Tuesday, 26 December 2017

Warmer oceans: 'We need to start planning for this now'

A report recommends sweeping changes to the recreational fishing sector.
New Zealand's fishing industry could hit a snag if it doesn't plan for warmer oceans significantly affecting marine life, say Niwa scientists.

As the ocean gets warmer it could affect phytoplankton - a key part of the oceans, seas and freshwater basin ecosystems - and could see a reduction in food supply for fish.

"This has already happened in the water just off Tasmania and the south-east corner of Australia, which is warming rapidly as the East Australian current pushes warmer water further south causing huge changes to the ecosystem," said Niwa marine biogeochemist​ Professor Cliff Law.

Tasmania's coastal ecosystems were changing with an increase in subtropical species, which can impact the economy, he said.

"The average warming around New Zealand is 2.5 degrees [Celsius] by the end of this century, which will affect how the ocean mixes and the nutrients available for plankton growth, with knock-on effects on the foodweb and fisheries.

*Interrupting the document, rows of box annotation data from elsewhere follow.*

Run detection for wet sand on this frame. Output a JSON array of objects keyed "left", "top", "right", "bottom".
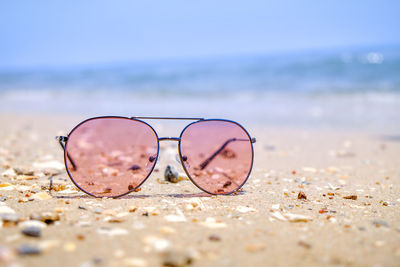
[{"left": 0, "top": 112, "right": 400, "bottom": 266}]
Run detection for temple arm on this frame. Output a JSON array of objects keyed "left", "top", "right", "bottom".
[
  {"left": 56, "top": 136, "right": 76, "bottom": 171},
  {"left": 200, "top": 137, "right": 256, "bottom": 170}
]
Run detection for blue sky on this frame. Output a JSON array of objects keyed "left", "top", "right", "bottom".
[{"left": 0, "top": 0, "right": 400, "bottom": 69}]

"People tend to think of climate change from a terrestrial angle but obviously, as the ocean is a big part of the globe, there will be significant changes. As it's also a significant part of New Zealand's Exclusive Economic Zone we need to start planning for this now."

Near-record sea surface temperatures described as "off the charts" were reported on Monday.
La Nina pattern and higher than normal atmospheric pressure are warming sea surface temperatures by more than 6 degrees Celsius in some areas, compared to the average for this time of year.